Cinq ans séparent nos souvenirs ! Ce n’est pas rien. Mais il fallait, pour que la vraie rencontre eût lieu, c’est-àdire celle qui allait conduire à maintenant quarante ans de collaboration (huit fois cinq ans !), que quelque chose se passe dans l’histoire de la revue, mais aussi dans l’histoire tout court. Au printemps 1974, Georges était en France depuis quelques mois, artpress avait à peine plus d’un an. Georges était arrivé de Roumanie exactement le 31 décembre 1973, avec en poche un faux certificat de boursier et une improbable invitation émise par le conservatoire de musique du 5e arrondissement de Paris. Le soir même, cet ami qui l’accueillait et qu’il accompagnerait un peu plus tard à artpress, Eugène Jacob, l’avait emmené à un réveillon chez Marguerite Duras où le transfuge de quelques heures se retrouva fêter la nouvelle année, celle de sa nouvelle vie, en compagnie de Delphine Seyrig, Michael Lonsdale et Gérard Depardieu. Au début de l’année 1974, artpress, qui avait été créé en grande partie pour faire connaître les avantgardes artistiques américaines en France, venait de sortir un numéro dont la couverture était un poème de Mao Tsé-toung. J’avais à me débrouiller entre la philosophie analytique des artistes conceptuels que je défendais et le maoïsme de mes amis de Tel Quel. J’avais fort à faire. J’espère que Georges me pardonne mon inattention de 1974.
Nous nous sommes donc croisés à nouveau, peut-être présentés par Guy Scarpetta qui écrivait déjà sur le théâtre pour artpress, en décembre 1979, dans un couloir d’une annexe de l’Assemblée nationale, rue de l’Université, à la sortie d’un auditorium où nous étions venus assister aux assises du CIEL, Comité des Intellectuels pour l’Europe des Libertés. Le CIEL fut un mouvement éphémère qui rassembla des intellectuels de sensibilités politiques très diverses mais qui s’entendaient pour dénoncer l’utilisation carcérale des hôpitaux psychiatriques en Union soviétique aussi bien que l’extrême droite intellectuelle qui pointait son nez en France, et que toutes formes de totalitarisme, déclarées ou rampantes, dans le monde. On croisait le dramaturge Fernando Arrabal, qui avait fui le franquisme, l’historien Emmanuel Le Roy-Ladurie, l’écrivain Philippe Sollers, le philosophe Raymond Aron. Sans abandonner notre tropisme américain, nous-mêmes, à artpress, avions tourné notre regard vers les dissidents soviétiques dont beaucoup alors passaient par Paris ou s’y installaient. Certains étaient invités à parler aux assises du CIEL, tels que Natalia Gorbanevskaïa ou Vladimir Maximov.
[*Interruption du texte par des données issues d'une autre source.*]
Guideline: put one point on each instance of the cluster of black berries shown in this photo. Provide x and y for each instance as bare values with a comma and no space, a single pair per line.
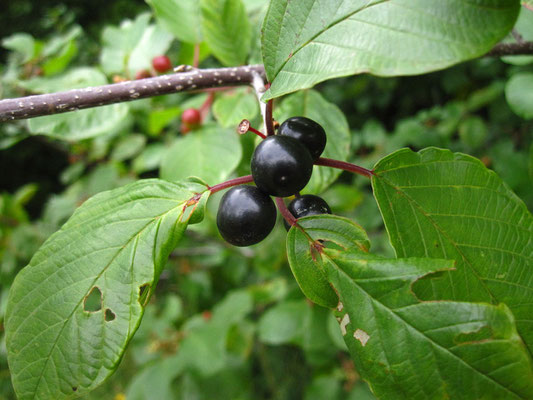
281,166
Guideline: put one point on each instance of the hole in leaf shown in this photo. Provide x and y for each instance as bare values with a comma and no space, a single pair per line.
422,288
93,301
144,292
482,334
109,315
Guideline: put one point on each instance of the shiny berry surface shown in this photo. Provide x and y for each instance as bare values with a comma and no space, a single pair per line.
306,131
161,63
281,166
246,215
308,204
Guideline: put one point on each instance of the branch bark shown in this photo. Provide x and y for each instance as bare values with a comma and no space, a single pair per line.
77,99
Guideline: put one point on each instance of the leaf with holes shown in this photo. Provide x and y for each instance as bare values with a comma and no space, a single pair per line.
72,311
443,205
312,104
306,42
303,252
407,349
210,153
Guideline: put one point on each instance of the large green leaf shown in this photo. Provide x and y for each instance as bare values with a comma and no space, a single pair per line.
73,309
226,30
306,42
119,42
312,104
180,17
130,48
78,78
210,153
406,348
303,253
230,109
524,28
444,205
22,43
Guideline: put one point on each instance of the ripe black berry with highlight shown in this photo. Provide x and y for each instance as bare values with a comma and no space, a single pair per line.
246,215
308,132
281,166
308,204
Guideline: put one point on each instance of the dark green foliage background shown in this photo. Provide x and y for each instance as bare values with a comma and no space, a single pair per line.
43,180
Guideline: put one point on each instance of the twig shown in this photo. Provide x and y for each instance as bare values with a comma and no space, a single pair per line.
77,99
232,182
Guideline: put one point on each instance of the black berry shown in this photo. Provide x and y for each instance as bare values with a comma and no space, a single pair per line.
307,204
281,166
245,216
306,131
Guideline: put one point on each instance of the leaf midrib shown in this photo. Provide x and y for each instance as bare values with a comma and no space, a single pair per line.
136,235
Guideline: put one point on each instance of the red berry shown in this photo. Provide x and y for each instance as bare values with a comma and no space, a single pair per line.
191,117
184,129
161,63
143,74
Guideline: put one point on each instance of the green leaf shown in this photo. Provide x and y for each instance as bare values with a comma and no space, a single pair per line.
443,205
312,104
230,109
226,30
306,42
107,256
22,43
210,153
57,64
78,78
81,124
473,131
407,349
303,252
519,94
128,147
180,17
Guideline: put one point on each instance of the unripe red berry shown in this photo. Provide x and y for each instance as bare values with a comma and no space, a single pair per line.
161,63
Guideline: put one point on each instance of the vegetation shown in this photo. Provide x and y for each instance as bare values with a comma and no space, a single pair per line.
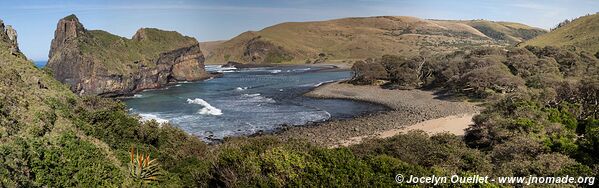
120,54
362,38
541,119
481,72
580,33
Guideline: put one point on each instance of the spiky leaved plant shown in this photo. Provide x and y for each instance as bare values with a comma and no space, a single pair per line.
142,167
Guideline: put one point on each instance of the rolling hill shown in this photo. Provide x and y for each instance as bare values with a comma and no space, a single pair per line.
582,33
365,37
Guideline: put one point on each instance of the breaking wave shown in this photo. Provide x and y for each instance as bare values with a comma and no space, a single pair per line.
208,109
150,117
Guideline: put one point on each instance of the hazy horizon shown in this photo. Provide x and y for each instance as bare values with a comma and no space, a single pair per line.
35,21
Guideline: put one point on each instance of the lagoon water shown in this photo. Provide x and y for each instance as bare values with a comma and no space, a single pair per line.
245,101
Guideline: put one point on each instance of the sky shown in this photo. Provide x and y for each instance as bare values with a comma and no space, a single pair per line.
209,20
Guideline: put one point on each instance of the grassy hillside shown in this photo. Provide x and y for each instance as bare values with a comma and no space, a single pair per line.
50,137
119,54
582,33
505,31
359,38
Ce jour-là, il y avait aussi Eugène Ionesco et Paul Goma à la tribune. Georges portait déjà la barbe, peut-être pour donner du sérieux à un visage qui était très juvénile, correction d’autant plus nécessaire qu’il avait aussi, déjà, l’habitude de raconter plein de petites histoires drôles qui se glissaient comme ça, sans s’annoncer, sur le même ton égal de sa voix basse, au fil de la conversation, des blagues qui pour la plupart livraient la version absurde d’une vie quotidienne en Roumanie de plus en plus soumise au despotisme.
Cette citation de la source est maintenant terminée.